Tablets already saw their sales going down, their market reaching the stale point because users just don’t need new models, their current models being more than capable enough for most usage scenarios. Because of this fact, you don’t see manufacturers making tons of new models anymore; they just can’t make a profit on tablets any longer. Technology advanced enough for new tablets to become practically unnecessary, obsolete. The main reason for this is the fact that tablets are devices used for consuming content; if want something done, you’ll pick up your laptop or use PC. Their screens are too small, their keyboards are just aren’t made for serious work, apps available aren’t advanced enough to create content.
2016, The First Year When Smartphone Market Saw A Decline In Sales
It seems that similar situation is happening in the smartphone world. They become so powerful that putting more advanced CPUs is just not enough to make new flagship models tempting enough to buy them. full HD resolution is more than enough for everything except VR, and 2 GB of RAM is enough for a seamless multitasking. Flagships from 2014 are still fast enough to make a switch to newer models obsolete, and even mid-tier models from this year are capable enough to perform 99 percent of things you can do on much more powerful devices. The “breakthroughs” we see today are usually made in the fields of design, UI, camera and ease of use (like adding a fingerprint scanner or force touch technology).
Users noticed this, making 2016 the first year when we haven’t seen a growth in smartphone sales, instead, sales declined by 3 percent. Linda Sui, director at Strategy Analytics explained that smartphone growth “is slowing due to increasing penetration maturity in major markets like China and consumer caution about the future of the world economy.”
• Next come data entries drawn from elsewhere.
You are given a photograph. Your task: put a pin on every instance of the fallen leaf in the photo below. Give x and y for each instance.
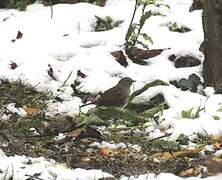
(105, 151)
(32, 111)
(85, 132)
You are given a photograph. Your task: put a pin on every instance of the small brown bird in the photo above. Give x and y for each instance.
(115, 96)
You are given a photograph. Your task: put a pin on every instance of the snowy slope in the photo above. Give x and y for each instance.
(43, 43)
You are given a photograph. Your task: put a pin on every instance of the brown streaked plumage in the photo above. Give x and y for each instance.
(115, 96)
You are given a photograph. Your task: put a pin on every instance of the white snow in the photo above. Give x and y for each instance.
(43, 43)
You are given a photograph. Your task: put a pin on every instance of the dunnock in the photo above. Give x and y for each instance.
(115, 96)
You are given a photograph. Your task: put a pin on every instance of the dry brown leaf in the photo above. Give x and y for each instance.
(32, 111)
(183, 153)
(217, 146)
(106, 151)
(214, 165)
(190, 172)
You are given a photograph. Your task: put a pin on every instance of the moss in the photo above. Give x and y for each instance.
(161, 146)
(118, 114)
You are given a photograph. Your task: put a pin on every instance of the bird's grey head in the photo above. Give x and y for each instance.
(125, 82)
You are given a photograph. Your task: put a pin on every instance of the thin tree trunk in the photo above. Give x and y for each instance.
(212, 25)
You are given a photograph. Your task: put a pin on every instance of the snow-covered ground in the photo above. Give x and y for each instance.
(43, 43)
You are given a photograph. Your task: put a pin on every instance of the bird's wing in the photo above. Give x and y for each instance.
(112, 97)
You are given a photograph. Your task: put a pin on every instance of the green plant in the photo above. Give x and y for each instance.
(189, 114)
(191, 83)
(107, 23)
(17, 4)
(135, 29)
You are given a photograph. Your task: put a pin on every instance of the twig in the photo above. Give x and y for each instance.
(33, 176)
(160, 137)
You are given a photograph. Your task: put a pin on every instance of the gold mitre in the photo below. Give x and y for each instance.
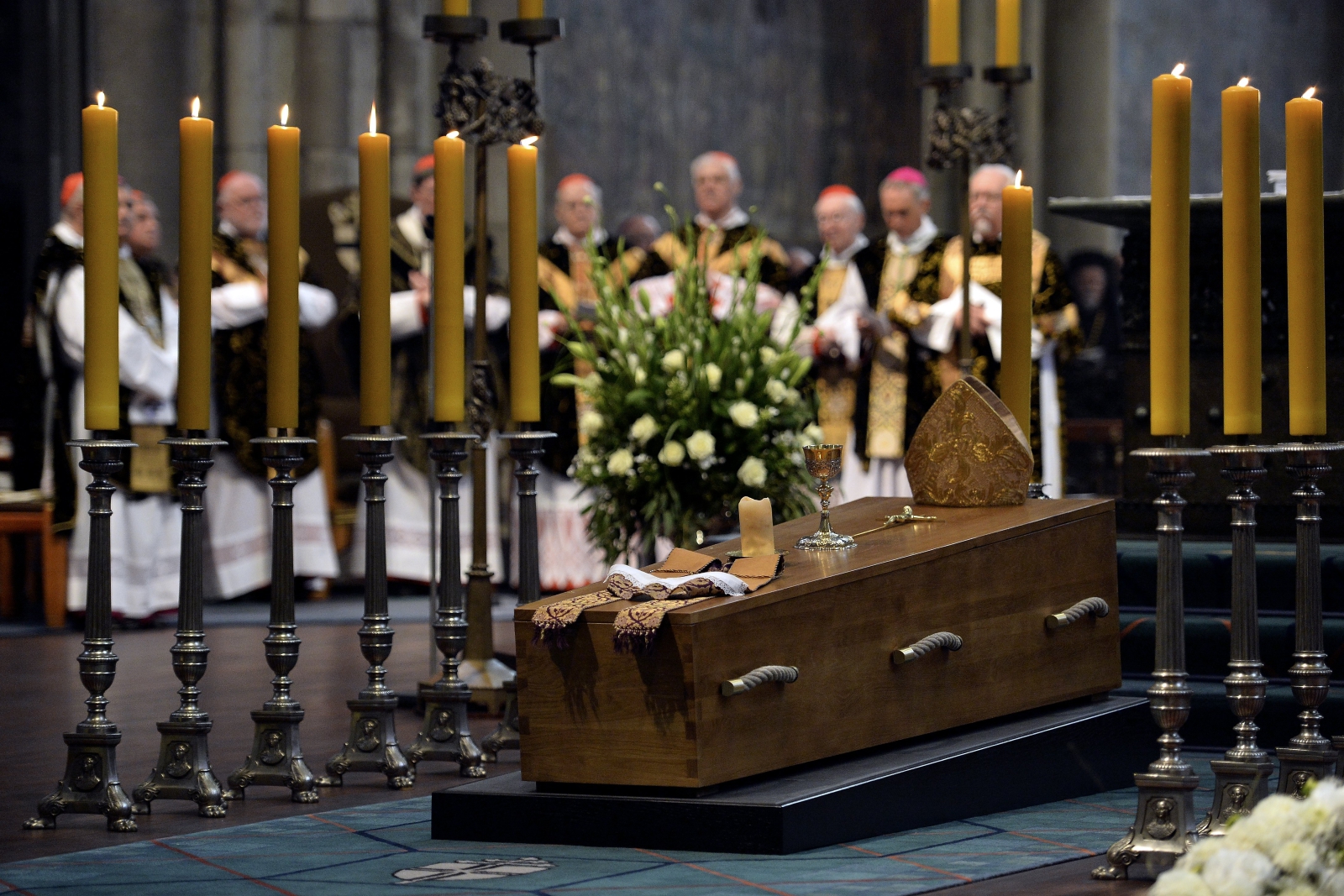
(969, 450)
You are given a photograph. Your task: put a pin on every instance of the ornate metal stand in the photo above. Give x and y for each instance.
(183, 768)
(526, 450)
(445, 736)
(91, 782)
(1164, 821)
(1310, 755)
(1242, 774)
(373, 715)
(276, 758)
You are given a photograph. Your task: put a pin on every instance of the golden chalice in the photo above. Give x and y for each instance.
(824, 463)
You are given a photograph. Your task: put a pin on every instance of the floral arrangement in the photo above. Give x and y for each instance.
(1285, 846)
(685, 412)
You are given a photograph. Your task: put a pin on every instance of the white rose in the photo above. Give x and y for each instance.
(620, 463)
(745, 414)
(591, 423)
(752, 472)
(643, 429)
(672, 454)
(701, 445)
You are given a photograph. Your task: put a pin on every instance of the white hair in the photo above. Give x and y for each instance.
(719, 157)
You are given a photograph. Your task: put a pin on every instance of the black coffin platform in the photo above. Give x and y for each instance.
(1058, 752)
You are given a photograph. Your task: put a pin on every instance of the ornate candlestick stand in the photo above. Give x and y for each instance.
(373, 715)
(526, 450)
(445, 736)
(183, 768)
(276, 758)
(1164, 822)
(91, 782)
(1310, 755)
(1242, 774)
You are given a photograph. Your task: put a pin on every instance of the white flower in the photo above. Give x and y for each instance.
(591, 423)
(620, 463)
(752, 472)
(745, 414)
(643, 429)
(672, 454)
(701, 445)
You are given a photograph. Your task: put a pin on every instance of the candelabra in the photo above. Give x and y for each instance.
(486, 109)
(1166, 815)
(445, 736)
(373, 715)
(183, 768)
(1242, 774)
(91, 782)
(1310, 755)
(276, 758)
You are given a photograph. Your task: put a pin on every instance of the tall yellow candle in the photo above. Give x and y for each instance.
(1169, 257)
(282, 275)
(102, 376)
(195, 196)
(944, 33)
(1007, 33)
(1241, 261)
(1015, 351)
(449, 278)
(375, 278)
(1305, 268)
(524, 355)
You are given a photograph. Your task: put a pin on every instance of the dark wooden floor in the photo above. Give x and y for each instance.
(42, 698)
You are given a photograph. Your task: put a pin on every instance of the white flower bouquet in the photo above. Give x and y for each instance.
(1287, 846)
(687, 414)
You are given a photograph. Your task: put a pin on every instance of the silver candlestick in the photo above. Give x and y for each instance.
(91, 782)
(1164, 821)
(1241, 777)
(183, 768)
(276, 758)
(1310, 755)
(447, 736)
(526, 450)
(373, 715)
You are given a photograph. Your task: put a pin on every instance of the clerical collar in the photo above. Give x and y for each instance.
(860, 242)
(918, 241)
(564, 238)
(736, 217)
(67, 235)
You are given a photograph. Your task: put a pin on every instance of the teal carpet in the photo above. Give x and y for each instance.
(386, 849)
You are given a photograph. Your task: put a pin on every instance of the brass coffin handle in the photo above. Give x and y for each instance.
(784, 674)
(1073, 614)
(920, 647)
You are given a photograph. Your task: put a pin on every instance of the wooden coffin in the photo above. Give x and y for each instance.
(589, 715)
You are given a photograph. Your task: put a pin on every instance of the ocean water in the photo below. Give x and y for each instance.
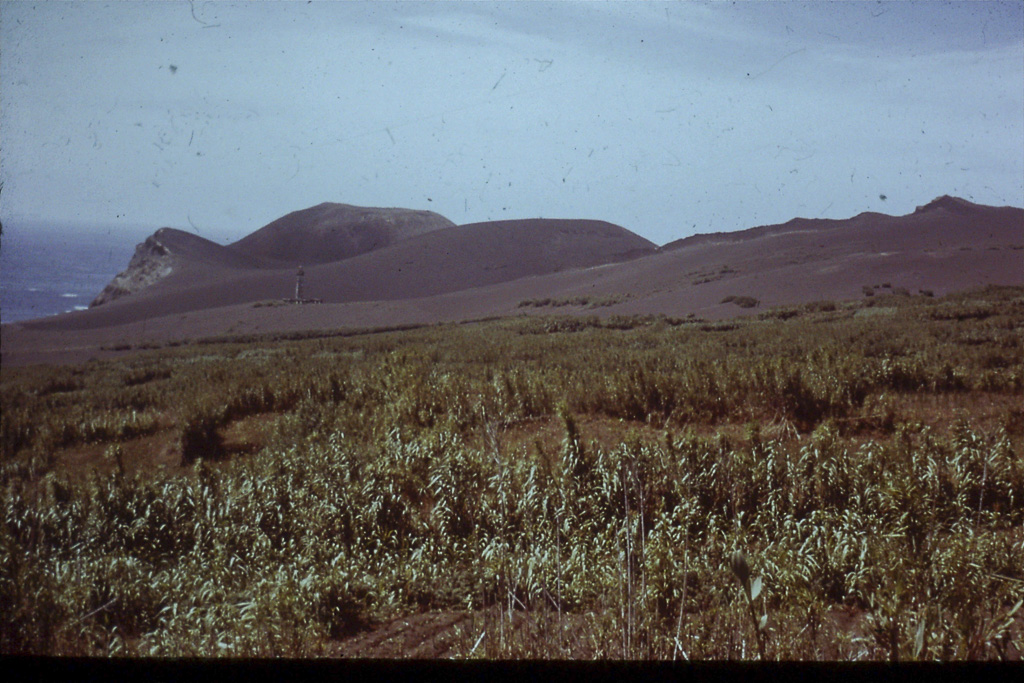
(49, 270)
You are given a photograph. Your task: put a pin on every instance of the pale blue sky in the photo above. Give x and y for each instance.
(666, 118)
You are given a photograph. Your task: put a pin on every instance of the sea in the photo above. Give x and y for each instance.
(47, 269)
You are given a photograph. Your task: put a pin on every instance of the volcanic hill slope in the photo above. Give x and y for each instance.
(378, 267)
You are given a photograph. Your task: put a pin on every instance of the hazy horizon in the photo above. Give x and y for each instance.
(669, 119)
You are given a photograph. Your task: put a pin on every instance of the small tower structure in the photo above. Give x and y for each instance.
(300, 285)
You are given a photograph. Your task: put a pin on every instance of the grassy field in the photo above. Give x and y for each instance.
(532, 487)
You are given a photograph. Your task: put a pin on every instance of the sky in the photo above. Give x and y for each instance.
(667, 118)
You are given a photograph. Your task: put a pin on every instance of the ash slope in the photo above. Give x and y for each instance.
(329, 232)
(944, 246)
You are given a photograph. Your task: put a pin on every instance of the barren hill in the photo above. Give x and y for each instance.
(544, 266)
(334, 231)
(198, 274)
The Rise Of Chinese Manufacturers
Another reason for a decline in sales is the rise of Chinese manufacturers; they offer great devices at low prices. You can get Mi5 for just $400, a device which packs top-of-the-line components, plenty of storage space, excellent design and more than a solid camera. Huawei found its way into top five world manufacturers because it offers almost the same specs as Samsung, HTC, or Sony, but for much less money. They swept Chinese market (the second biggest market in the world) with affordable models that are fast but still have a high level of quality, both in terms of software and hardware.
This lead to oversaturation of Chinese market, users there no longer perceive that they need a new phone because they can fulfill all their needs with current models. In a report by Gartner it is stated that, “In a slowing smartphone market where large vendors are experiencing growth saturation, emerging brands are disrupting existing brands’ long-standing business models to increase their share,” and that, “With such changing smartphone market dynamics, Chinese brands are emerging as the new top global brands. Two Chinese brands ranked within the top five worldwide smartphone vendors in the first quarter of 2015 and represented 11 percent of the market. In the first quarter of 2016, there were three Chinese brands – Huawei, Oppo, and Xiaomi – and they achieved 17 percent of the market.”
The result – saturation of most global markets. The world is filled with solid, powerful devices, and the average user just doesn’t have the urge, the desire to change their current phone. This will probably lead to the increased decline in sales, lower profit margins for most manufacturers and if there’s no meaningful (r)evolution in smartphone capabilities, market will experience a situation similar to what happened in PC and tablet world.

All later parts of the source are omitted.